A federal judge has ruled that not only is it okay for the FBI to spy on journalists, but that it can withhold information about its rules for snooping on reporters without a warrant.
The Freedom of the Press Foundation (FPF) sued the Department of Justice in July 2015, two years after the Associated Press reported that the DOJ had seized two months’ worth of phone records of at least seven journalists ‒ and possibly more than 100 ‒ in an attempt to discover the source of a leak about a CIA operation that foiled a terror plot in Yemen.
As part of its probe, the DOJ investigated James Rosen, the chief Washington correspondent for Fox News, as a possible “co-conspirator” in the leak of classified material. After AP reported that the DOJ secretly pursued a warrant to monitor the communications of the news wire’s staff, AP President Gary Pruitt claimed that anonymous sources retreated into silence, afraid that they would become a target of a government leak investigation.
The backlash forced the DOJ to release guidelines meant to bar the government from issuing subpoenas to journalists unless certain high standards were met. However, those guidelines, published in July 2013, they did not prevent FBI agents from using national security letters (NSLs), which only require the approval of the FBI’s general counsel and the executive assistant director of the bureau’s National Security Branch, to gain a journalist's phone and internet records. Such NSLs come with a gag order barring the service provider from discussing the letters approximately 97 percent of the time, according to Courthouse News.
The rules for the use of NSLs were governed by Classified Appendix G, which were neither made public nor mentioned by the FBI in the list of documents it was withholding from the FPF’s FOIA request. They were revealed thanks to a leak to the Intercept in 2016. The organization argued in court documents that keeping that information secret was chilling the press and its sources.
“Guidelines to protect the press and bolster their right to report on issues of public matters are not there,” FPF attorney Marcia Hofmann told US District Judge Haywood Gilliam Jr. at a hearing last August. “The government doesn’t want to disclose that because that’s embarrassing to them.”
Gilliam disagreed with that assessment in his ruling, however, noting that the FBI "described with particularity that the withheld documents all contained non-public information about the FBI's investigative techniques and procedures. These pages not only identified NSLs as an investigative technique but also described information such as the circumstances under which the techniques should be used, how to analyze the information gathered through these techniques, and the current focus of the FBI's investigations."

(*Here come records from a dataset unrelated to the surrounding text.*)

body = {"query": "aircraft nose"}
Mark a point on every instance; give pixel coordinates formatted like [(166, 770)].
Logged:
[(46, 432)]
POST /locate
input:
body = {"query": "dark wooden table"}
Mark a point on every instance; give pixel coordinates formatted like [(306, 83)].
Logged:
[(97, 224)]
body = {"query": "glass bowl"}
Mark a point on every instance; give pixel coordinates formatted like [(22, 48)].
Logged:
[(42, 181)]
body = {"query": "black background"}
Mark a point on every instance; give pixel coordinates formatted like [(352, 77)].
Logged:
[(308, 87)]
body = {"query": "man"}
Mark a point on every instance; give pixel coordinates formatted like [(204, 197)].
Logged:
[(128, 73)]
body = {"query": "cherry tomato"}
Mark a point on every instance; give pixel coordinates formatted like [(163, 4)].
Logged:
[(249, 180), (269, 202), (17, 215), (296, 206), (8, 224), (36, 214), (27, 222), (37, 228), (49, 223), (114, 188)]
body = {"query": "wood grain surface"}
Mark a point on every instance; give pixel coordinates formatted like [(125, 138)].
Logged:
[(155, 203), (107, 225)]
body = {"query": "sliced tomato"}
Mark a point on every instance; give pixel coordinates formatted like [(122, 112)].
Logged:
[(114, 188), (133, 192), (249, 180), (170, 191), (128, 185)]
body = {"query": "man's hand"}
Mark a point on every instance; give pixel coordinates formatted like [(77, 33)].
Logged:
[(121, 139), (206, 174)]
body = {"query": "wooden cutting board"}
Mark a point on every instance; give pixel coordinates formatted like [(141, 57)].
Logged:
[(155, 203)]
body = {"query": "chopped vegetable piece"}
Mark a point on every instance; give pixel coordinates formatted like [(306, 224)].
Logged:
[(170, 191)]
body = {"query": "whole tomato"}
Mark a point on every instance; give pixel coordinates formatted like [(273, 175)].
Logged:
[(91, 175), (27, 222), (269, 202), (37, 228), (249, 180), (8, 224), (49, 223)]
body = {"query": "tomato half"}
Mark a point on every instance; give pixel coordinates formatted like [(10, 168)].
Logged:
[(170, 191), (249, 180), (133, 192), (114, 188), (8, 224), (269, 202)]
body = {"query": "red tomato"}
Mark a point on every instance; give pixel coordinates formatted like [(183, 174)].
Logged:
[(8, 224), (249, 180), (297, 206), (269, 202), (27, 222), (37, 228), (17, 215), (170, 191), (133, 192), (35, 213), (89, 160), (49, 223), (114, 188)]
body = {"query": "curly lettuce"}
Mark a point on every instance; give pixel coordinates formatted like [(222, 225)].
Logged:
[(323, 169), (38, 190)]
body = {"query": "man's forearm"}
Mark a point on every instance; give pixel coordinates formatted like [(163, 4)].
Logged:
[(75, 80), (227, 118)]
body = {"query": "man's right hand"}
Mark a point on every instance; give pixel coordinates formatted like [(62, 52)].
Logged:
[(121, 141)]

Just because the FBI didn’t include Appendix G in the list of documents in its FOIA response did not mean that its search was insufficient.
“While the FBI’s search may not have been perfect, plaintiff was ‘entitled to a reasonable search for records, not a perfect one,’” he wrote, quoting the 9th Circuit’s 2015 ruling in Hamdan v. DOJ.
The ruling means that reporters won’t have access to any updated guidelines on the use of NSLs beyond what was revealed by the Intercept leaks, which FPF Executive Director Trevor Timm described as “antithetical to a democracy that supposedly values a free press.”
"This is an extremely disappointing decision. Whether it's the Obama administration or the Trump administration, the government should not be able to keep its rules for spying on journalists without a court order secret,” Timm said in a statement. “It is antithetical to a democracy that supposedly values a free press. We are evaluating our options and will announce whether we will appeal the case soon."
Under the 1966 Freedom of Information Act, individuals can request copies of federal records for free or at a nominal cost. The government is obligated to hand them over, unless the disclosure could harm national security, violate personal privacy, or expose confidential decision-making – exemptions that authorities often abuse, according to critics.